The CGT has originally been developed for the assessment of intestinal function in healthy individuals without gastrointestinal disorders after oral administration of a fixed dose of glutamine.10 Current results in stable ICU patients were essentially similar to those observed in healthy controls (these comprised as reference value; a baseline plasma citrulline concentration of 38±8 µmol/L); a peak value of 55±10 µmol/L; a calculated slope of 0.22±0.08, µmol/L/min; a time to peak of 77±16 min; an increment of 44±13%, and, finally, an AUCT90 of 632±222 µmol/L). Together with the absence of signs of diarrhea, a previously shown biomarker of malabsorption,10 it was presumed that the studied population of stable ICU patients have normal gastrointestinal function (as expected at forehand). The presented reference or normative values, based on mean data in the different test methodologies, may be applied in diseased conditions such as in short bowel syndrome, celiac disease or multi organ dysfunction syndrome (MODS) patients, the latter in which only parenteral administration of test substance is reproducibly feasible. Apart from the small intestine, kidney is also a determinant of plasma citrulline concentrations. The currently studied population all had normal renal function (data not shown). In stable isotope studies, it has been shown that renal conversion of plasma citrulline to arginine was 76±10% of plasma turnover of citrulline.20,21 In the present study, plasma arginine changes when different CGT methods were compared. Arterial plasma arginine levels were lower than the venous plasma arginine concentrations (data not shown). These kinetic findings combined may indicate that the arterial–venous plasma citrulline difference during the CGT originated from renal conversion of citrulline into arginine.
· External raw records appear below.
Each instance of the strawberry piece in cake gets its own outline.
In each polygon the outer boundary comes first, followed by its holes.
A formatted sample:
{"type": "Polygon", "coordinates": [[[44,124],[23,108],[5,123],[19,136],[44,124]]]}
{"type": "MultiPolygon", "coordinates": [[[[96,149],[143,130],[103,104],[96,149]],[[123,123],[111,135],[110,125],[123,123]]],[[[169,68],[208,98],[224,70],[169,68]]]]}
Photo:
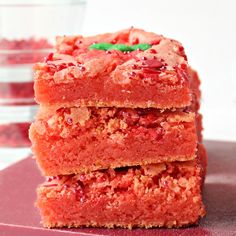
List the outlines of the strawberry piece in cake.
{"type": "Polygon", "coordinates": [[[195,158],[195,113],[131,108],[41,107],[30,129],[45,175],[195,158]]]}
{"type": "Polygon", "coordinates": [[[130,229],[197,224],[205,215],[206,157],[204,150],[199,153],[193,161],[50,178],[38,188],[43,224],[130,229]]]}
{"type": "Polygon", "coordinates": [[[182,45],[154,33],[132,28],[61,37],[57,52],[35,66],[35,96],[40,104],[67,107],[182,108],[192,101],[189,76],[182,45]],[[93,43],[113,47],[98,50],[93,43]],[[120,51],[125,47],[133,51],[120,51]]]}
Finally, this study explored the option of reducing the frequency of blood sampling during the CGT from six to two blood samples. According to the current CGT protocol, six separate blood samples between 0 and 90 min were required.10 Simplifying the sampling protocol without reducing the test accuracy was considered of practical importance to implement future bedside application of the CGT. Although the correlation between the standard 6-point CGT and the simplified 2-point CGT showed a relatively low correlation (r=0.4), this outcome was skewed by the three highest 6-point iAUCT90 values (Figure 4). Excluding these three outliers increased the correlation (r=0.9, data not shown). In terms of variation for each individual iAUCT T90 value, the 2-point test performed similarly (35%) compared with the 6-point test (29%). This study suggests that the 2-point test may be applicable in clinical setting; however, future studies to corroborate the clinical applicability and value of a 2-point CGT seem warranted.

Limitation of this study was the relatively heterogeneous ICU population, however without clinical signs of malabsorption.22 In addition, CGT outcomes were not correlated with any clinical and outcome parameters. The relationship between the CGT and other tests for intestinal function was not studied, as no gold standard test to assess the intestinal function in general or in critically ill patients exists.

In conclusion, CGT reference values (intravenous) in stable ICU patients with clinically normal liver, kidney, and (metabolic) intestinal function were determined. Of the different CGT methods tested, intravenous glutamine administration combined with arterial plasma citrulline sampling yielded the least variation in CGT characteristics. A proposal for a simplified 2-point CGT seemed comparable in relevant test characteristics and therefore clinically promising. The proposed intravenous CGT opens venues for further research on (ICU) patients with gastrointestinal motility disorders.